Il più giovane disse al padre: Padre, dammi la parte del patrimonio che mi spetta. E il padre divise tra loro le sostanze.
Dopo non molti giorni, il figlio più giovane, raccolte le sue cose, partì per un paese lontano e là sperperò le sue sostanze vivendo da dissoluto.

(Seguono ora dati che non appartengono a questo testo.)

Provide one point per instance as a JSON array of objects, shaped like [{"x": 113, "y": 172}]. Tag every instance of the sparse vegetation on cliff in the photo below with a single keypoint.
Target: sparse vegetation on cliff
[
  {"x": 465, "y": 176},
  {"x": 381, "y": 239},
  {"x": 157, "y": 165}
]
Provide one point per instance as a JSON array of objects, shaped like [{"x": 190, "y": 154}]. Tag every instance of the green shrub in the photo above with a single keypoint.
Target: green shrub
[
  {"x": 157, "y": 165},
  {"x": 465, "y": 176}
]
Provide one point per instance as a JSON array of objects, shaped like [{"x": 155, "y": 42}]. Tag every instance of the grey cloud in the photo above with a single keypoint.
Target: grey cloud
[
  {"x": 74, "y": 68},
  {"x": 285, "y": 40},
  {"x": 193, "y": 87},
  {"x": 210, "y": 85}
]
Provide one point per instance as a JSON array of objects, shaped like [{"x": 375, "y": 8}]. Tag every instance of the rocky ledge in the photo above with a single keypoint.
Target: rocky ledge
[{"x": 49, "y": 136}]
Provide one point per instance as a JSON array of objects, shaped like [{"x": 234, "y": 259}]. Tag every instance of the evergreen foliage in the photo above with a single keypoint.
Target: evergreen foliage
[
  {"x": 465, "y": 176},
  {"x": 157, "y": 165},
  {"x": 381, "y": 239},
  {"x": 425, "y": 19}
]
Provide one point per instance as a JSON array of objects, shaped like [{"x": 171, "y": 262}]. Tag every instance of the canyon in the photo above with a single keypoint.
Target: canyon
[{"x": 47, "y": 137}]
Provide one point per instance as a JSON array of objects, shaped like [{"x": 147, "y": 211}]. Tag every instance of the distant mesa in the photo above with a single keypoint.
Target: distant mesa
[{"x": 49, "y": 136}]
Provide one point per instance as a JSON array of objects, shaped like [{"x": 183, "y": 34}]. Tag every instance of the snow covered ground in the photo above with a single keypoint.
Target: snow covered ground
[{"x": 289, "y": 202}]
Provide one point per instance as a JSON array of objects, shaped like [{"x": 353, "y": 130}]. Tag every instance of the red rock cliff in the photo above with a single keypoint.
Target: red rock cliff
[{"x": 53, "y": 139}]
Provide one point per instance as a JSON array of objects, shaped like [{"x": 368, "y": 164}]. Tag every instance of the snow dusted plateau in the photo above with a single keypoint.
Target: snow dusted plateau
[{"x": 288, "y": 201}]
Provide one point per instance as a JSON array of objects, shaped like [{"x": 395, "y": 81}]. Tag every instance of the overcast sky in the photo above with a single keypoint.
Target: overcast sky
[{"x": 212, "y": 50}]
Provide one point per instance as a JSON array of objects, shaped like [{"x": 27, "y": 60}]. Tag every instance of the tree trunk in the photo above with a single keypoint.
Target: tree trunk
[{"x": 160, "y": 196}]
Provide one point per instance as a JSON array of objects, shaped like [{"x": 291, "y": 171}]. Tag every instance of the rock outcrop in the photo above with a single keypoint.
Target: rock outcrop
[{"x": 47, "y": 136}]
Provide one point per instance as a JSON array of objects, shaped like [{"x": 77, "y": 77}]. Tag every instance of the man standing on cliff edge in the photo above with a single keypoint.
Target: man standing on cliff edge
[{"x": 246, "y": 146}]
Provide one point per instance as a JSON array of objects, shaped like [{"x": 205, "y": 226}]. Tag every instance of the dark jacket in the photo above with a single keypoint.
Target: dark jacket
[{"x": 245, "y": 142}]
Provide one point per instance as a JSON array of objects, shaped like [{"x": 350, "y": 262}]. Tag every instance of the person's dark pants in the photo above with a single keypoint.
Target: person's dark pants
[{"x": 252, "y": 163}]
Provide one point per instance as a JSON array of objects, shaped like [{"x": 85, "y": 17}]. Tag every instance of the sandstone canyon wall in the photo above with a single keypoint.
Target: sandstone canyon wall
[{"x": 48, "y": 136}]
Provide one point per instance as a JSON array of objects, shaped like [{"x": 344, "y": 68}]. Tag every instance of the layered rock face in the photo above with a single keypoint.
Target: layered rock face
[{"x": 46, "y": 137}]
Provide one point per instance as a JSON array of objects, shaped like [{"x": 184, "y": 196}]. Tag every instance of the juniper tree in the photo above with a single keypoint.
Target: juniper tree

Partì e si incamminò verso suo padre. Quando era ancora lontano il padre lo vide e commosso gli corse incontro, gli si gettò al collo e lo baciò.  Il figlio gli disse: Padre, ho peccato contro il Cielo e contro di te; non sono più degno di esser chiamato tuo figlio. Ma il padre disse ai servi: Presto, portate qui il vestito più bello e rivestitelo, mettetegli l'anello al dito e i calzari ai piedi.  Portate il vitello grasso, ammazzatelo, mangiamo e facciamo festa, perché questo mio figlio era morto ed è tornato in vita, era perduto ed è stato ritrovato. E cominciarono a far festa. Il figlio maggiore si trovava nei campi. Al ritorno, quando fu vicino a casa, udì la musica e le danze; chiamò un servo e gli domandò che cosa fosse tutto ciò. Il servo gli rispose: E' tornato tuo fratello e il padre ha fatto ammazzare il vitello grasso, perché lo ha riavuto sano e salvo. Egli si arrabbiò, e non voleva entrare. Il padre allora uscì a pregarlo. Ma lui rispose a suo padre: Ecco, io ti servo da tanti anni e non ho mai trasgredito un tuo comando, e tu non mi hai dato mai un capretto per far festa con i miei amici. Ma ora che questo tuo figlio che ha divorato i tuoi averi con le prostitute è tornato, per lui hai ammazzato il vitello grasso.  Gli rispose il padre: Figlio, tu sei sempre con me e tutto ciò che è mio è tuo; ma bisognava far festa e rallegrarsi, perché questo tuo fratello era morto ed è tornato in vita, era perduto ed è stato ritrovato».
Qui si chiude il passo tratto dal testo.